Sortie en 1991, Épouses et concubines réalisé par Zhang Yimou, lion d’argent à la Mostra de Venise la même année, est à nouveau en salles en version restaurée. Véritable bijou du cinéma chinois, c’est le dernier volet après Le Sorgho Rouge en 1987, et Ju Dou en 1989, de ce que les critiques patentés considèrent classiquement comme une trilogie sur la condition féminine au sein du système patriarcal chinois. Soit Songlian, jeune femme de 19 ans, qui décide de devenir la 4e épouse du maître Chen afin d’échapper à la misère. Elle découvre alors que sa nouvelle vie est désormais régie par des coutumes ancestrales extrêmement codifiées qui cadenassent chacun et chacune dans un rôle déterminé. Ainsi le maître, grand gagnant de ces traditions taillées sur mesure, choisit chaque jour avec qu’il passera la nuit et l’indique dans tout le domaine en allumant les lanternes rouges de la maison de « l’heureuse élue ». Il peut folâtrer avec qu’il veut (épouses ou non) et se marier autant qu’il le veut. Le réalisateur du récent giga blockbuster sino-américain La grande muraille (oui oui c’était bien lui mais le scénario en moins) analyse ces relations vouées à l’échec car imposées par un jeu dont les règles sont biaisées. Les femmes, prises au piège de ce mécanisme pervers, n’ont d’autre choix pour survivre que de s’assurer les faveurs du maître. Et tous les coups sont permis.
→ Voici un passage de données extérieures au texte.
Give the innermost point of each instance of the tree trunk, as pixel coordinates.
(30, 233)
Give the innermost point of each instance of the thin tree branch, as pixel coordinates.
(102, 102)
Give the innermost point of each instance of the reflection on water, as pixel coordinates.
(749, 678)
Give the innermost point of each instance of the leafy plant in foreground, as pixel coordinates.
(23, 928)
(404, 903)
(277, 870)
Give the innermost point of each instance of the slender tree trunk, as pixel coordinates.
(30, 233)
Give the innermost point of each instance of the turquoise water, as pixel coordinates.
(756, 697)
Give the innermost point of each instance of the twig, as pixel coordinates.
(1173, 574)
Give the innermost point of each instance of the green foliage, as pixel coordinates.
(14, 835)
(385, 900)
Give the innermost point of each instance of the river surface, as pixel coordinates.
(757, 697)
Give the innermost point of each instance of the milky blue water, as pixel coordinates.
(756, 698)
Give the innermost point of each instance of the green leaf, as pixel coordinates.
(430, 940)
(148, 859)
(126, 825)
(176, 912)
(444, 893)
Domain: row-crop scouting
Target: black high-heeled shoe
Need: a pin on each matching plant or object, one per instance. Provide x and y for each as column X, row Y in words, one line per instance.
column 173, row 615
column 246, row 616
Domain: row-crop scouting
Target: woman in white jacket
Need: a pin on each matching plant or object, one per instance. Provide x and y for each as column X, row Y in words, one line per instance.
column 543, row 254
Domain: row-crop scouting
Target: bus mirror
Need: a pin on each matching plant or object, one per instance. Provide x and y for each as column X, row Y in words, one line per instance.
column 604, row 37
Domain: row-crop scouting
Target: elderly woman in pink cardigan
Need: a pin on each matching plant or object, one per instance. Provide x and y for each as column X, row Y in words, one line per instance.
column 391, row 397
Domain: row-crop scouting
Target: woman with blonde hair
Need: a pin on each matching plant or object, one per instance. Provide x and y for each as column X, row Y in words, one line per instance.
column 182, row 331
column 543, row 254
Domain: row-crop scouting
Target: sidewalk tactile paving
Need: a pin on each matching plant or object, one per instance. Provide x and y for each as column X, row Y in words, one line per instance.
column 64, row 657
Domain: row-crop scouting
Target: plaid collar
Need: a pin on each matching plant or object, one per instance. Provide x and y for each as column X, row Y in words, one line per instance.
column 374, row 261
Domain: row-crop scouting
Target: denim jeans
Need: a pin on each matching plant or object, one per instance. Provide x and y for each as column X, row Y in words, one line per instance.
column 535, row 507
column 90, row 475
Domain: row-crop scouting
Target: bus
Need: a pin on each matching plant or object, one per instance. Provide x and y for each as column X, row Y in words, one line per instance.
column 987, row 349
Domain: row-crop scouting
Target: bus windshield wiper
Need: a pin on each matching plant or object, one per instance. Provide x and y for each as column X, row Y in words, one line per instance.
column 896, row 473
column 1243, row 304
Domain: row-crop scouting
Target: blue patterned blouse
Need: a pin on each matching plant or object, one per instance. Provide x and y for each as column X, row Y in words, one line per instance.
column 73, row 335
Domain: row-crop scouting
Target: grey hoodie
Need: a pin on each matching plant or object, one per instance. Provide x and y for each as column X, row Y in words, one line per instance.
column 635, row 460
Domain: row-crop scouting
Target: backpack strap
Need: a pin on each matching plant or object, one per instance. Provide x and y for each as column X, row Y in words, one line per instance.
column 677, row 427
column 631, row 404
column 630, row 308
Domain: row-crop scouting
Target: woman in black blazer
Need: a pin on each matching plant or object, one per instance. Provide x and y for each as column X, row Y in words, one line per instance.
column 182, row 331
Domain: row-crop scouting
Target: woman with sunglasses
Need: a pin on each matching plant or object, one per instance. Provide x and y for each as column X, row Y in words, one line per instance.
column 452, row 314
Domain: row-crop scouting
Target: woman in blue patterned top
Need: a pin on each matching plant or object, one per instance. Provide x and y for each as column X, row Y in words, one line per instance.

Adaptation d’un roman de Su Tong, le réalisateur trouve donc ici le matériau parfait pour façonner minutieusement un carcan autoritaire et archaïque, allégorie d’une Chine complétement assujettie à son Parti. Le Maitre Chen, que Zhang Yimou ne filme jamais de près ou de face, incarne cette figure omnisciente, finalement peu présentée à l’écran mais qui déborde du film, innervant chaque scène et chaque plan.

Au service de cette idée redoutable et d’une grande puissance évocatrice, une photo incroyable sublime tout le symbolisme du film et notamment le rite des lanternes rouge qui donne lieu à des séquences d’une grande beauté. La précision de la mise en scène et notamment la composition des cadres, véritables tableaux, est sublimée grâce à cette version restaurée et nous rappelle tout le talent de ce grand réalisateur.

Après Faster Pussycat ! Kill ! Kill ! sorti en mai dernier, le distributeur Films sans frontières nous régale encore d’un bon classique qu’il est impératif de voir ou de revoir.

T.K.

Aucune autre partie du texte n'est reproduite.